Senator Mark Warner, vice chairman of the Senate Select Committee on Intelligence, warned that the cuts leave states to fend for themselves. "While the states are taking valiant and expensive measures to protect their elections, it is impossible for states to independently obtain intelligence, subject-matter expertise, and real-time incident reporting, and information at the scale and speed required to protect state elections from physical and cyber threats."

The result is a dangerous asymmetry: the tools for deception are scaling up rapidly through AI-generated content, cloned media sites, and credential-based attacks, while the federal government's capacity to help states defend against those threats has been deliberately reduced.

Why AI makes this different from 2020 or 2022 Previous election cycles dealt with disinformation, but the AI tools available in 2026 are fundamentally more capable. Large language models can generate convincing articles, social media posts, and even video content at a scale and speed that was impossible two years ago. Deepfake technology has improved dramatically. The fake Reuters and Fox News sites identified by Check Point do not require armies of trolls — a small team with access to AI tools can produce and distribute convincing misinformation across dozens of domains simultaneously.

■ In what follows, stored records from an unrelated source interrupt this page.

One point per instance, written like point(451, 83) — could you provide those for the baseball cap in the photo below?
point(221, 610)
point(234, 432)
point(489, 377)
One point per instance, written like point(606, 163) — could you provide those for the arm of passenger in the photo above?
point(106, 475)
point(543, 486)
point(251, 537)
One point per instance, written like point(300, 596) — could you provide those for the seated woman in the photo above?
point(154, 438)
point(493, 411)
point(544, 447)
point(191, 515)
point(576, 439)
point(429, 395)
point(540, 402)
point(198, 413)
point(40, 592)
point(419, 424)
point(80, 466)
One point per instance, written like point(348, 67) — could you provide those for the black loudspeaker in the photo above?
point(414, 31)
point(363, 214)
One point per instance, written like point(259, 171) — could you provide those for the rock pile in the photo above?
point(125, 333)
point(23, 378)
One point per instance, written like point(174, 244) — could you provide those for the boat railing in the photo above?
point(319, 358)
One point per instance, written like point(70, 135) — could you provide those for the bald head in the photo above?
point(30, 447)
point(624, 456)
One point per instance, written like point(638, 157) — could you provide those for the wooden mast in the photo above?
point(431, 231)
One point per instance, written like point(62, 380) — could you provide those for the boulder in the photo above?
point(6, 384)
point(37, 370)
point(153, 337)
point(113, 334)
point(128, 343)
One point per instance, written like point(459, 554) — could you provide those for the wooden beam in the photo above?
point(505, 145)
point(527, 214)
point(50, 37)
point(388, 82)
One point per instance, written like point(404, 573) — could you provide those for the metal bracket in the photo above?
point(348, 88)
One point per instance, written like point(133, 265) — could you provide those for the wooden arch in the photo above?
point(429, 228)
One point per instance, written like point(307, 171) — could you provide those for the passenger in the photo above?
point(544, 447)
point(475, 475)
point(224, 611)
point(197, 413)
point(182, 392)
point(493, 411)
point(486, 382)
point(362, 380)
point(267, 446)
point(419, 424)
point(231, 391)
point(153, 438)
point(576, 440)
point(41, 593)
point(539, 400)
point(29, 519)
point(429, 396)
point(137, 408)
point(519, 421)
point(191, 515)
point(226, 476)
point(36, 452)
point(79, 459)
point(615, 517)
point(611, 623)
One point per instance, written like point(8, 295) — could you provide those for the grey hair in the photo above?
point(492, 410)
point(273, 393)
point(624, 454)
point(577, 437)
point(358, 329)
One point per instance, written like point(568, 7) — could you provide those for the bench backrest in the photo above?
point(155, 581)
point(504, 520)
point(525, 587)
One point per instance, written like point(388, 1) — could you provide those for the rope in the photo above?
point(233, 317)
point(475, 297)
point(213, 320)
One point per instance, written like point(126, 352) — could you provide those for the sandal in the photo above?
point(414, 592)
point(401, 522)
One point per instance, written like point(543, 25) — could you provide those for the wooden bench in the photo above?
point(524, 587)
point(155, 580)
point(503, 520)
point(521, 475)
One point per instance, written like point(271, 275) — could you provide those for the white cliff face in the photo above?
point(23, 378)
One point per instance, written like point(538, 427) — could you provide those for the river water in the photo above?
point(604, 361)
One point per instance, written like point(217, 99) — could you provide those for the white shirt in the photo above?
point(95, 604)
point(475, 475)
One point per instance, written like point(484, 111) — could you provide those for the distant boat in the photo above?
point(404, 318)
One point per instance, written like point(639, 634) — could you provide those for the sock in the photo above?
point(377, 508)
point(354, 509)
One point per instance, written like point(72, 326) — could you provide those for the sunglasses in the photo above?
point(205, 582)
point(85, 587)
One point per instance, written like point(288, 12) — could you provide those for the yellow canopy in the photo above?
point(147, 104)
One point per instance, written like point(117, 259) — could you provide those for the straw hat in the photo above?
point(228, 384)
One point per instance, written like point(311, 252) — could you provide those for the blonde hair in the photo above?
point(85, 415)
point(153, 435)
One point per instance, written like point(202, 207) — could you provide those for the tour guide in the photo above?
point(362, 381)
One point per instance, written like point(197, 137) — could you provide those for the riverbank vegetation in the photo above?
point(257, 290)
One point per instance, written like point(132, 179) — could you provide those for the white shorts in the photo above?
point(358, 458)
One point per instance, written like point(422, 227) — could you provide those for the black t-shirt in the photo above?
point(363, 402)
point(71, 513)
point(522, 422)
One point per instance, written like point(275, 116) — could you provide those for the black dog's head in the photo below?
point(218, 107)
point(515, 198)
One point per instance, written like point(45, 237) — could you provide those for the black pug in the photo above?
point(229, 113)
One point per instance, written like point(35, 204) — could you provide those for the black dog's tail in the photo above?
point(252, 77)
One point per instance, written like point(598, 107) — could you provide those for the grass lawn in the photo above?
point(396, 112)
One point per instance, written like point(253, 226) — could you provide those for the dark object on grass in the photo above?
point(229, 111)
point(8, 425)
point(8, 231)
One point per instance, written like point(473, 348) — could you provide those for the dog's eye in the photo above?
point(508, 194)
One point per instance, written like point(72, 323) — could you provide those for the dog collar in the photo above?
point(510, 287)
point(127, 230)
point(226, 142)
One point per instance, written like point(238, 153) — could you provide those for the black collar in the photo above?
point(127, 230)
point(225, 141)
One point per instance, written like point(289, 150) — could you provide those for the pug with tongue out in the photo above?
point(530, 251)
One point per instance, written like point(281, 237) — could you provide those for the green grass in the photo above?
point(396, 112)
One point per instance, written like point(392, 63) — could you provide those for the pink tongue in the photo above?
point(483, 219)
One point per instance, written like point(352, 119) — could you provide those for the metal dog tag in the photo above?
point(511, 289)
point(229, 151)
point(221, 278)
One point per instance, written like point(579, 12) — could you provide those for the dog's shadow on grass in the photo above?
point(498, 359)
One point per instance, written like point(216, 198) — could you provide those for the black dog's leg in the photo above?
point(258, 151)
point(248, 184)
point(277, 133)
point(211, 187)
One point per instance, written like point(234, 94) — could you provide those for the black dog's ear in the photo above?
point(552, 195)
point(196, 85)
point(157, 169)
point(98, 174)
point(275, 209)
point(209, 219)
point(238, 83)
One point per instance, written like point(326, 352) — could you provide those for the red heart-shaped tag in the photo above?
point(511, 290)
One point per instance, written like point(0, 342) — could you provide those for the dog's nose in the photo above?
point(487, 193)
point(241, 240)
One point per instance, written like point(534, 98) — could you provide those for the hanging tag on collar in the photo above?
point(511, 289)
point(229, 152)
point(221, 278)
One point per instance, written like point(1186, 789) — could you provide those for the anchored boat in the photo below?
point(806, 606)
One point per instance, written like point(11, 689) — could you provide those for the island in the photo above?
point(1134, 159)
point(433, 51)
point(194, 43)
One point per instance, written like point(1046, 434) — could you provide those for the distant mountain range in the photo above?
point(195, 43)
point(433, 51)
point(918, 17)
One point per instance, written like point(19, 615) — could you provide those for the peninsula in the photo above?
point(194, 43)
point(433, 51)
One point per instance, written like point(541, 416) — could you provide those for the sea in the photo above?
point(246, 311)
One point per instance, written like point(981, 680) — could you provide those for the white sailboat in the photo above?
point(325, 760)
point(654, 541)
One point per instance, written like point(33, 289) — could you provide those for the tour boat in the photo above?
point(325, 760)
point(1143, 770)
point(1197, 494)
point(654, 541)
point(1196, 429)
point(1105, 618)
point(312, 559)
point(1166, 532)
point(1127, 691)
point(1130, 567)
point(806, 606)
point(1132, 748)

This is not speculation. Check Point's domain registration data shows the infrastructure being built now, months before the election. The 4,010 "vote" domains registered in a single month represent a significant increase over previous cycles, suggesting that bad actors are preparing for a larger and more coordinated effort than anything seen before.

What this means for you If you are a voter, treat every election-related website with skepticism. Verify that the URL matches the legitimate domain exactly — look-alike sites use subtle misspellings or extra characters. Get your election information directly from official government websites and well-known news organizations. If you are a donor, check your accounts on ActBlue or WinRed regularly and enable two-factor authentication. If you encounter a news story that seems designed to provoke outrage, check whether the same story appears on multiple established outlets before sharing it.

The 2026 midterms will be decided by voters who can distinguish real information from manufactured deception. That distinction is getting harder to make every day, and the federal agency that used to help make it just lost $707 million in funding.